Will Nvidia develop a self-learning neural network that will become the future of autonomous driving?

Automated driving technology has been a research hotspot in recent years. Tesla has developed a system that can achieve automatic driving on fewer vehicles. It is said to be available in about two years. In the past nine months, the Nvidia engineering team developed a self-driving car with a camera, a Drive-PX embedded computer, and 72 hours of training data. At arXiv.org (the world's largest preprint system) owned by the Cornell Research Library, Nvidia published the results of the DAVE2 study in the form of an academic preprint entitled "End-to-End Learning of Self-Drive Vehicles."

Nvidia's project name is DAVE2, why is it named? Because the Defense Advanced Research Projects Agency has a project called DARPA Autonomous Vehicle (DAVE, both DARPA driverless cars). Although neural networks and self-driving cars seem to be a newly invented technology, Google's Geoffrey Hinton, Facebook's Yann Lecune, and University of Montreal's Yoshua Bengio have been working together for the past 20 years. These technologies are AI's. a branch. The DARPA DAVE project applied to study the neural network autonomous vehicle, its predecessor was the ALVINN project, which was proposed by Carnegie Mellon in 1989. One thing has changed: research has become economically viable due to the development of GPUs.

Neural networks, image recognition applications (such as driverless cars) have recently experienced major outbreaks, for two main reasons.
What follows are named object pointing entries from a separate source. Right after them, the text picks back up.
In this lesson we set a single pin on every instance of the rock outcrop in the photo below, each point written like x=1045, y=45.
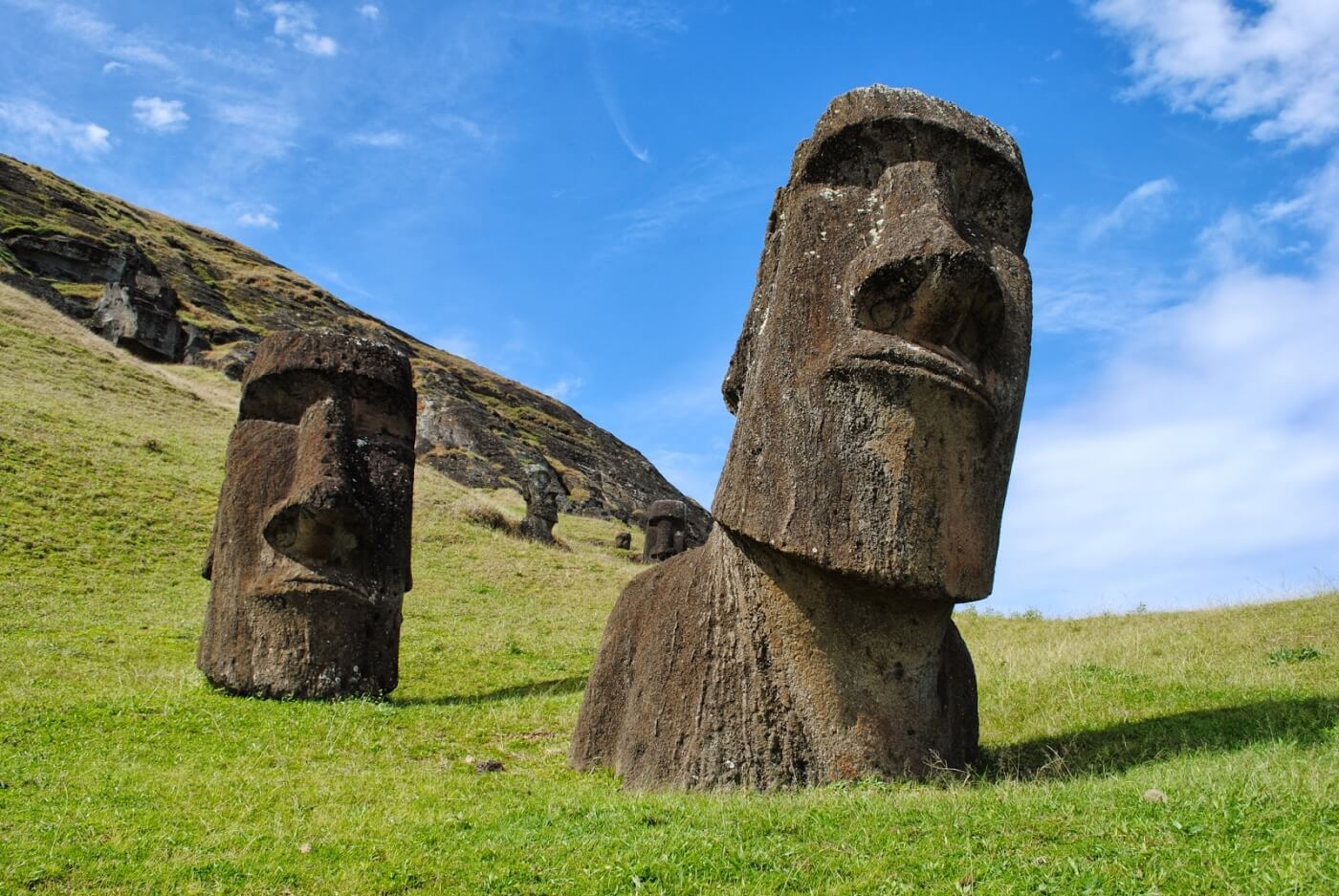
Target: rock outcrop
x=877, y=383
x=176, y=293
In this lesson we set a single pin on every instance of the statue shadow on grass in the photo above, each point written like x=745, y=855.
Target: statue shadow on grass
x=549, y=688
x=1122, y=746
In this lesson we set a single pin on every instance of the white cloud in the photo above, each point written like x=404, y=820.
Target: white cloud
x=158, y=114
x=1202, y=460
x=564, y=388
x=1145, y=201
x=261, y=217
x=296, y=23
x=1276, y=62
x=379, y=140
x=458, y=343
x=37, y=126
x=1201, y=465
x=268, y=130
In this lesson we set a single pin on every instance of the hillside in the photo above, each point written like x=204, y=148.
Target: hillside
x=181, y=294
x=122, y=772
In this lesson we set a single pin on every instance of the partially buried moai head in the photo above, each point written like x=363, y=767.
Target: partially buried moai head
x=880, y=374
x=666, y=527
x=311, y=551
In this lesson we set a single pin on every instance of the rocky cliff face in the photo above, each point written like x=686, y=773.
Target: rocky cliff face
x=174, y=293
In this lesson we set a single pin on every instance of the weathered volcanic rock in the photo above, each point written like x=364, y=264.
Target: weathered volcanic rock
x=138, y=313
x=666, y=522
x=541, y=504
x=310, y=558
x=877, y=384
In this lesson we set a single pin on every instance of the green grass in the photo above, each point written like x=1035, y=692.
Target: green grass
x=121, y=771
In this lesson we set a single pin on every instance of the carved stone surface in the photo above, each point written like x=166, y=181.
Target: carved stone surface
x=877, y=384
x=310, y=558
x=541, y=504
x=666, y=521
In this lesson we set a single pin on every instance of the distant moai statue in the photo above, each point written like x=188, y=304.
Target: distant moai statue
x=310, y=558
x=666, y=522
x=877, y=384
x=541, y=504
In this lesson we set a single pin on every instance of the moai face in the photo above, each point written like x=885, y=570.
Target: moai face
x=318, y=485
x=666, y=524
x=880, y=374
x=541, y=494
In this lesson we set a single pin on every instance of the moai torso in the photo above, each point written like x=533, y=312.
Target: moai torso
x=310, y=558
x=877, y=384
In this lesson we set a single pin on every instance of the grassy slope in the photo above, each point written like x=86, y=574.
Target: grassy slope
x=121, y=771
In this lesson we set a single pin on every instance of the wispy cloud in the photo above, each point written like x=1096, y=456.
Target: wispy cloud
x=1200, y=464
x=1145, y=201
x=260, y=217
x=564, y=388
x=158, y=114
x=1276, y=62
x=296, y=23
x=33, y=124
x=268, y=130
x=379, y=140
x=613, y=109
x=709, y=183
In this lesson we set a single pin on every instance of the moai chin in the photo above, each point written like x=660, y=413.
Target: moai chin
x=666, y=528
x=877, y=386
x=541, y=504
x=310, y=558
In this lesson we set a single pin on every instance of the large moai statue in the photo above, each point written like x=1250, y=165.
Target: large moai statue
x=541, y=504
x=310, y=558
x=877, y=386
x=667, y=522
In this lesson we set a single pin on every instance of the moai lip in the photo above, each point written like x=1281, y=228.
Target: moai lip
x=877, y=386
x=310, y=558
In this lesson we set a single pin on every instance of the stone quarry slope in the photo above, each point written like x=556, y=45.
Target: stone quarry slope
x=174, y=293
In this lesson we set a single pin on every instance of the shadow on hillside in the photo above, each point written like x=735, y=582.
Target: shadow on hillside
x=533, y=688
x=1130, y=744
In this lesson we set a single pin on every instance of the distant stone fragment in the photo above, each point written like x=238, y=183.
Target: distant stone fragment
x=310, y=558
x=541, y=504
x=666, y=521
x=877, y=383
First, the GPU that renders images on the phone is already very powerful and cheap. Loading the GPU on a board-level supercomputer can solve the huge parallel neural network problem, and its price is cheap enough. Every AI researcher and software developer can afford it. Second, large, tabbed image datasets already exist, and we can use it to train large parallel neural networks that are executed by the GPU to see and perceive objects captured by the camera.

Drawing human driving patterns

The Nvidia team trained a convolutional neural network that draws the original pixels captured by a single front camera, which is directly linked to the driving commands. The breakthrough of Nvidia technology is that driverless cars can automatically self-learn and learn by watching human driving.

Although the operating system uses a camera and a Drive-PX embedded computer, the training system uses three cameras and two computers that can capture 3D video images and steering angles (from human-powered cars). This information can train the system to learn to "see" and "drive" capabilities.

Nvidia monitors the change in steering angle, uses it as a training signal, and maps the human driving mode to the bitmap image recorded by the camera. The system uses a convolutional neural network to characterize the internal characterization of the driving process, such as detecting useful road features—lines, cars, and road profiles.

Automated driving cars sense road conditions, other cars and obstacles, and the open source machine learning system Torch 7 takes an in-depth look at the process and then manipulates the test car. The actual training is performed at a rate of 10 frames per second, because even if the speed reaches 30 frames, the difference will not be too great, and the value of learning will not increase. The test car includes a 2016 Lincoln MKZ and a 2013 Ford Focus.

At the heart of machine learning processing is the use of convolutional neural networks built by Torch 7 to simulate manipulation. The human-powered car will take some 10fps images, and the convolutional neural network will issue manipulation commands to simulate the 10fps image. The researchers need to compare the simulated response with the human steering angle. One is the human steering angle, and the other is the manipulation command of the convolutional neural network simulation, which can teach the system the ability to “see” and “manipulate” the researchers. The researchers need to compare the two and analyze the differences. The car will travel for 3 hours on the test route, the total mileage is equivalent to 100 miles, the trip will be recorded as a video, and the test data used in the simulation will come from the video.

Highway test

When the convolutional neural network simulates driving well, the test vehicle can be further machined and tested on the road. Road testing can improve the system, and the driver must supervise the driverless car throughout the process, and promptly intervene when the system goes wrong. Each time it is corrected, the results are entered into the machine learning system to improve the accuracy of the manipulation process. During the driving of Turnpike in New Jersey, the first 10 miles of the car were fully automated. In the early tests, 98% of the operations were unmanned.

Nvidia demonstrates that convolutional neural networks can learn the following tasks: road detection, non-manual road following, clear decomposition and classification of road and road identification, semantic abstraction, route planning, and control. Let the car travel in different weather, lighting conditions, highways or bypasses, get internal processing, form less than 100 hours of training data, and then use Torch 7 to render the data, the system can learn the above operation.

From the report, Nvidia hinted that the system is not ready for production. It wrote in the report: "If we want to improve the stability of the network, find a good way to verify this stability, and improve the visibility of the internal processing of the network, we also There is more work to be done."